La pintura, se habla en ella, se llora, se oyen pasos.
Oídla. Escuchad el avance del gas mostaza en Otto Dix,
los gritos de Eva en Massaccio, su ceño oblicuo
de expulsión y maleza, su boca de fruta áspera.
El bisbiseo de los mendigos y el dolor de la pústula.
Grünewald. El imperial tintineo de las monedas
de Quinten Massys, las manos que dicen: "Esto es mío,
te dejo andar; págame el camino, pero llego yo".
Pegad el oído a la pared de Rothko. Nada.
No se oye nada. Pero sí la cuchilla del patinador
en el hielo de los estanques de Brueghel, la hoja
que saja las vértebras y los tendones de la res colgada
por Rembrandt.

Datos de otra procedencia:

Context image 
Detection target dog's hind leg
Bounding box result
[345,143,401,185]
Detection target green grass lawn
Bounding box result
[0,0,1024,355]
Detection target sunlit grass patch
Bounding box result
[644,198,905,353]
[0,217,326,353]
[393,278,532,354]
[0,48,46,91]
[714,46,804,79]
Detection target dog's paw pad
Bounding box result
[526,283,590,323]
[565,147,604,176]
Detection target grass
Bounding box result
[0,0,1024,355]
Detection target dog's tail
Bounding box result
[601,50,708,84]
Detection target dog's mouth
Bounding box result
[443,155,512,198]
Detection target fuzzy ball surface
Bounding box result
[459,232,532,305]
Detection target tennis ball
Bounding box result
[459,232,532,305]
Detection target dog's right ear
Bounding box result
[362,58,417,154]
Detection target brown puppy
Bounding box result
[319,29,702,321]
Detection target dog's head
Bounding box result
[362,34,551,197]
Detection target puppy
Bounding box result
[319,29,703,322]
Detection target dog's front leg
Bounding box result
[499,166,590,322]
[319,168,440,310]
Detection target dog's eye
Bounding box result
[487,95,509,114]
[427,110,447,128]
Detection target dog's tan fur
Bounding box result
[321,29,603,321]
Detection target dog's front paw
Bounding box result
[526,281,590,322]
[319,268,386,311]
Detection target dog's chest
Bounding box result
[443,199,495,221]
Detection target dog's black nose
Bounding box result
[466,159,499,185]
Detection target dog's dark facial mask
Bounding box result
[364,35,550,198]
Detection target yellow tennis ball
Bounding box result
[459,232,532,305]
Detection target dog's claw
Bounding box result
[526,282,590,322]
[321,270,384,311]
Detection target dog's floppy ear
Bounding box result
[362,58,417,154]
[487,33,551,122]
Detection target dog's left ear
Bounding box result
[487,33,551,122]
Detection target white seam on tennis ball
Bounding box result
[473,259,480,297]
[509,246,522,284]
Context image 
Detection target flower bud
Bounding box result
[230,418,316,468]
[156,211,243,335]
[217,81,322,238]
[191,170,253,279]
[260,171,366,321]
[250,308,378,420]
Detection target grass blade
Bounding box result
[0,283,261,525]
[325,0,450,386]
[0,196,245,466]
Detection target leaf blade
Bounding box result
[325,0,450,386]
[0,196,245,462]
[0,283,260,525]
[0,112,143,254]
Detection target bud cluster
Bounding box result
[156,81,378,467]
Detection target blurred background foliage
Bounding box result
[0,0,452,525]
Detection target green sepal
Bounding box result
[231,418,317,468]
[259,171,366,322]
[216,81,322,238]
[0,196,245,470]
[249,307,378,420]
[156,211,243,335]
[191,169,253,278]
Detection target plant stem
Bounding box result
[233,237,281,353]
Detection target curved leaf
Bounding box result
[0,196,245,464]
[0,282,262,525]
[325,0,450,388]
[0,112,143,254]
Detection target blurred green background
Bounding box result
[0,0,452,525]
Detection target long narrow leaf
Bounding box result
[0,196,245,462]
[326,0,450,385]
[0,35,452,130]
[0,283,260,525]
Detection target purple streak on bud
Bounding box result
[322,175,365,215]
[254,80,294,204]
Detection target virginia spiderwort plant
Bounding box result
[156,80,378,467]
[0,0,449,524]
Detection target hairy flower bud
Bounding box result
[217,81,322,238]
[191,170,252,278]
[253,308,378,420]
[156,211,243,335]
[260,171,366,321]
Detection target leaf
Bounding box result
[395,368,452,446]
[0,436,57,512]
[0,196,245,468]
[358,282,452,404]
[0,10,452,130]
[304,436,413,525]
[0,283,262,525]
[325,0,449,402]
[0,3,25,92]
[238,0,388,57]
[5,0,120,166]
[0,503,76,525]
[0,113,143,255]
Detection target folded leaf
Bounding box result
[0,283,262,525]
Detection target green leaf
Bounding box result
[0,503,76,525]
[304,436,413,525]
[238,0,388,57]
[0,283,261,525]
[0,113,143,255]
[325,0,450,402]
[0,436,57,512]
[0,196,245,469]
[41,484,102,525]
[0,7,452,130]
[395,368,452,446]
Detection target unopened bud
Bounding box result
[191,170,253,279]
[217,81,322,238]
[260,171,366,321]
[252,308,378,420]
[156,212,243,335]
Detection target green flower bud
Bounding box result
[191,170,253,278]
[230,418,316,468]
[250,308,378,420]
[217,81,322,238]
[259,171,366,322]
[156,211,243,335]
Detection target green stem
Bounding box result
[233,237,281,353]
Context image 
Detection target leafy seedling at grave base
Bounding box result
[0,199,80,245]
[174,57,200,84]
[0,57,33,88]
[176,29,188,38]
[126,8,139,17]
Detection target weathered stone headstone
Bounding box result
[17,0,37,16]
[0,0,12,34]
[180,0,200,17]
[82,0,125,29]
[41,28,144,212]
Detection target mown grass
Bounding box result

Escucha el masticar de la muerte,
el chasquido de la mandíbula después de su triunfo,
estate atento a esos caminantes de Friedrich,
hablan solos, se juran no volver jamás. Nunca más.
Las paletadas del entierro de Courbet. Apagan.
Si apuras, oirás la oscilación del silencio
en una soga de Giotto. La desperatio. Campana:
por mucho que taña, que vibre, nunca sonará.
Un motor se acerca a la gasolinera de Hooper,
es un ruido bronco, de animal que abre los surcos
como el arado de Kathë Kollwitz. El soldado de Fabritius,
ronca; ronca un cliente tabernario de Jan Steen.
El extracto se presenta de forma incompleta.